We sat down, waiting for the first bell to ring, and started asking around to see if anyone had done the homework. As usual, no one had. As a group, we then did what we usually did: we tried to get Rob Jarrett to give us the homework answers. Rob Jarrett and Tamela Vance were boyfriend and girlfriend. They weren't the most interesting people at parties, but they were both miraculously smart at math. Tamela Vance was in Joey's class, and everyone in there tried to copy off her. We, in turn, tried to copy off Rob. You couldn't always rely on them, though, because they fought a lot.

When Rob just sat there, not speaking, his math book closed, his notebooks on the floor by his feet, Hether said, “Great. What the hell are we supposed to do?”

Ross said, “Maybe you should do your homework, Hether,” even though he never did his once the entire time I knew him.

Hether said, “Shut up, Ross.”

The bell rang and Mr. Brumley walked into the room. He stood behind his desk and folded his hands, his face still a bright, dangerous red. He said, “Someone has taken the answer pages from my book, so we won't be able to go over the homework today. Let's move ahead with tomorrow's lesson.” He opened his desk drawer, pulled out a piece of chalk, and began to write things on the board.

We all looked at one another. It was an outright miracle, too good to be believed. Rob Jarrett sat there, glaring at
Ross's back. He was the only one who seemed oblivious to the news.

Later that night, Joey told me what happened:

During second hour, Mr. Brumley stood in the hallway before the bell rang. No one had done the homework. Tamela sat in the back of the room sniffling and patting her eyes with a Kleenex. Panic ensued.

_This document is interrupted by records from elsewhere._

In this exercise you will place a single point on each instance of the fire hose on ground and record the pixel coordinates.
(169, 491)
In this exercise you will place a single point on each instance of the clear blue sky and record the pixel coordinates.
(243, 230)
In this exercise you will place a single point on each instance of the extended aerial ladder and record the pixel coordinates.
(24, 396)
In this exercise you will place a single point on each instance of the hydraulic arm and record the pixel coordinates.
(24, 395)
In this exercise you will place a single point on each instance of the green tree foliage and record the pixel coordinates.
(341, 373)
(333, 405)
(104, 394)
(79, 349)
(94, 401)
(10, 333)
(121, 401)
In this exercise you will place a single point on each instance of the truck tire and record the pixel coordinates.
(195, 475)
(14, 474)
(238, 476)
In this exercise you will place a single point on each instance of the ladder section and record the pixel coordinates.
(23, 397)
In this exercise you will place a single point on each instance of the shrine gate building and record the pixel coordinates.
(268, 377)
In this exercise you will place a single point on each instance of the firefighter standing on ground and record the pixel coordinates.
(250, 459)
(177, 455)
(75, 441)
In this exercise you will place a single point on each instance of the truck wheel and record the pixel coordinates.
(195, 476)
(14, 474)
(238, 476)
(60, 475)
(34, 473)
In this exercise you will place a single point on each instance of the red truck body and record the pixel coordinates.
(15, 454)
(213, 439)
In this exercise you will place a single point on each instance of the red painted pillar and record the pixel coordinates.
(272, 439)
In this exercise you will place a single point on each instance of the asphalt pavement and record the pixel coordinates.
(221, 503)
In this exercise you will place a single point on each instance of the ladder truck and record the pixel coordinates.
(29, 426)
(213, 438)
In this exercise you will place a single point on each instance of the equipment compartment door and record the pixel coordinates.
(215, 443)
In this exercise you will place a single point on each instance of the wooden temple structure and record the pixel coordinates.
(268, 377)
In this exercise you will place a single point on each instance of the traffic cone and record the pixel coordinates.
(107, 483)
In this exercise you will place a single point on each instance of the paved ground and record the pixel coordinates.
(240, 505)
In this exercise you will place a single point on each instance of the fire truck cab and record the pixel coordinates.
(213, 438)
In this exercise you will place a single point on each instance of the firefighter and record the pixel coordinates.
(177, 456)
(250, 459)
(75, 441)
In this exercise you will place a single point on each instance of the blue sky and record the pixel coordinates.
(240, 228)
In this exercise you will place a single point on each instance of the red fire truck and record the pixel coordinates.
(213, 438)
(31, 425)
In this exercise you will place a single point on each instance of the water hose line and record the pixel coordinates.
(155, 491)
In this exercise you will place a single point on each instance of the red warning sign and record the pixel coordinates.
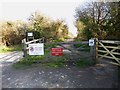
(57, 51)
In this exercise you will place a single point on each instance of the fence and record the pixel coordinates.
(108, 49)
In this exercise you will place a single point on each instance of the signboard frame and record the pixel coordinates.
(36, 49)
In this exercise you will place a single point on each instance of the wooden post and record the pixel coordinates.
(24, 46)
(93, 50)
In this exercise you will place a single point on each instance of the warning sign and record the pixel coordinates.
(36, 49)
(57, 51)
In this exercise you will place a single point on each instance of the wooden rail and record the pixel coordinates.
(110, 51)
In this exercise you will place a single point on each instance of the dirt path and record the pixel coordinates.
(101, 75)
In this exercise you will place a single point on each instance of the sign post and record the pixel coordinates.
(57, 51)
(36, 49)
(92, 44)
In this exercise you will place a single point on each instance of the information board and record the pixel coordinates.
(36, 49)
(57, 51)
(91, 42)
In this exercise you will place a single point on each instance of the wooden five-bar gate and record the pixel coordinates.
(108, 49)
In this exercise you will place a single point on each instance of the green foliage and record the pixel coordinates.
(4, 48)
(79, 45)
(12, 32)
(98, 19)
(45, 27)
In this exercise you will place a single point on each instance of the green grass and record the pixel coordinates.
(56, 62)
(4, 49)
(84, 63)
(52, 61)
(27, 61)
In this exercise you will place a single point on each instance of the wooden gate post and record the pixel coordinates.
(93, 50)
(24, 46)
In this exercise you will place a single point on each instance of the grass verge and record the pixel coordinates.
(4, 49)
(84, 63)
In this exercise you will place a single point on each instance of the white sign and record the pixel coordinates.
(30, 34)
(36, 49)
(91, 42)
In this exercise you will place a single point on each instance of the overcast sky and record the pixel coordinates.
(56, 9)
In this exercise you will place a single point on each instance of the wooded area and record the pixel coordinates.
(42, 26)
(98, 19)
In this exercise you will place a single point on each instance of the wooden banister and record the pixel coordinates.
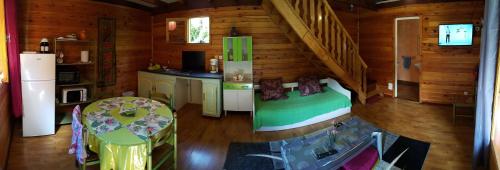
(318, 26)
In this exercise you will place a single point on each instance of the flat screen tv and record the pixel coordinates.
(193, 61)
(455, 34)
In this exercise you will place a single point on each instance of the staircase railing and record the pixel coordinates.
(321, 21)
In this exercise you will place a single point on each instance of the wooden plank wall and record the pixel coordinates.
(446, 71)
(274, 54)
(51, 18)
(5, 124)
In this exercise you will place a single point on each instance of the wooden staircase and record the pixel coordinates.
(313, 27)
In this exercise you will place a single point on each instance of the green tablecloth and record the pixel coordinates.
(118, 129)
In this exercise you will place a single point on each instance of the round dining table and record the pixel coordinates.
(119, 129)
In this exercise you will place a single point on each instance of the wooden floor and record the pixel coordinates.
(408, 90)
(203, 141)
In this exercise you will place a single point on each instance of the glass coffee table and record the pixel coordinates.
(320, 150)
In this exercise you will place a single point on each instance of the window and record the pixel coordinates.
(3, 49)
(199, 30)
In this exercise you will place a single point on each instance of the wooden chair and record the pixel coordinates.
(163, 149)
(92, 157)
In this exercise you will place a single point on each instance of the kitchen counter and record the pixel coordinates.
(187, 74)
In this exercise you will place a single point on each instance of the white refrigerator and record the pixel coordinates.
(38, 92)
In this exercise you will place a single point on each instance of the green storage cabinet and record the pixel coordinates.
(238, 74)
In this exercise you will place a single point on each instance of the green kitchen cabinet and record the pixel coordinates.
(238, 74)
(237, 49)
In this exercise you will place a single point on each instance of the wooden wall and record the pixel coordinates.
(446, 71)
(5, 124)
(274, 55)
(53, 18)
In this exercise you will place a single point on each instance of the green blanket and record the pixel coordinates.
(297, 108)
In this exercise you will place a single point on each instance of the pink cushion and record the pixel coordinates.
(365, 160)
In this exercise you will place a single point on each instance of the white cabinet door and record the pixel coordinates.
(210, 98)
(38, 108)
(145, 84)
(245, 100)
(231, 100)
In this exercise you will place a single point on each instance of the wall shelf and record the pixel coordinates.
(75, 64)
(83, 83)
(75, 103)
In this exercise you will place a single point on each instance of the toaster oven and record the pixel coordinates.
(71, 95)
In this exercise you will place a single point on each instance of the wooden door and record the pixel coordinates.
(165, 85)
(245, 100)
(408, 34)
(145, 84)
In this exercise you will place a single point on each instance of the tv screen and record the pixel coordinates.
(455, 34)
(193, 61)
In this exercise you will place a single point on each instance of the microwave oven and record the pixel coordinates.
(67, 76)
(71, 95)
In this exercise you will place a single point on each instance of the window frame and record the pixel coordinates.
(188, 31)
(495, 128)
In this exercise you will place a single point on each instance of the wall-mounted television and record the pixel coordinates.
(193, 61)
(455, 34)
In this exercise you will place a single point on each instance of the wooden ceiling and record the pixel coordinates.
(163, 6)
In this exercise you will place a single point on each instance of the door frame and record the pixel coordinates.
(395, 89)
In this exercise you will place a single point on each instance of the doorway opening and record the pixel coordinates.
(407, 58)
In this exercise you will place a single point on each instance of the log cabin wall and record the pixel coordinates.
(274, 55)
(5, 124)
(446, 72)
(52, 18)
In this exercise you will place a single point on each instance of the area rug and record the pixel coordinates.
(237, 159)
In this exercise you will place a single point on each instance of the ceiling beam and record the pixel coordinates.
(409, 2)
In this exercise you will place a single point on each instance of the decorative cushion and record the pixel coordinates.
(272, 89)
(309, 85)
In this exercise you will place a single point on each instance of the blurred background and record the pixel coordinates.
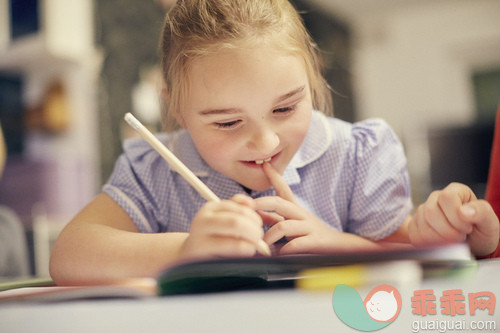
(70, 70)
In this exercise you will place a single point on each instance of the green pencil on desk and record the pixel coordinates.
(182, 169)
(399, 272)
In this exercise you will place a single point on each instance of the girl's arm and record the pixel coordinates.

Deanna Haskett kept saying, “What are we going to do? What are we going to do?”

From his seat, Joey peered into the hallway. Mr. Brumley still stood there, hands clasped, alternately nodding and barking at students. Joey turned to Diane Armiger and said, “Keep them distracted.” He meant Martha Schunk, who was so dutiful and self-righteous that she seemed more like an adult than one of us, and Deanna Haskett, who was a blabbermouth.

Diane complimented Martha on her penny loafers and then asked Deanna if she didn't have some just like them while Joey stood up and walked toward the front of the room. He marched right up to Mr. Brumley's desk and with one swift motion, ripped the homework pages from the book that lay open there. Joey carried the pages to the window, opened it, and flung them outside. He walked back to his seat and sat down.

Deanna Haskett, who had seen the whole thing, started saying, “OhmyGodohmyGodohmyGod!”

“What's she carrying on about?” Lance Powell said. Lance, who played on the basketball team, was so tall that he always sat at the back of the room because no one could see over his head. He took naps before class and sometimes during.

“Nothing!” Diane said.

The bell rang and Mr. Brumley appeared, shutting the door behind him. He marched over to his desk like a fat little general, hands still clasped, and said, “Let's go over the homework.”

They all opened their books and their notebooks and sat there, waiting. Mr. Brumley circled around behind his desk, and picked up a piece of chalk. “Now.” He glanced at his book. He peered closer at his book. He leaned forward and began flipping through pages. All the while, the top of his head, which was nearly hairless, was growing redder and redder. “Where have the pages gone?” he said. He kept flipping forward and backward through the book.

Everyone sat still as could be, even Deanna.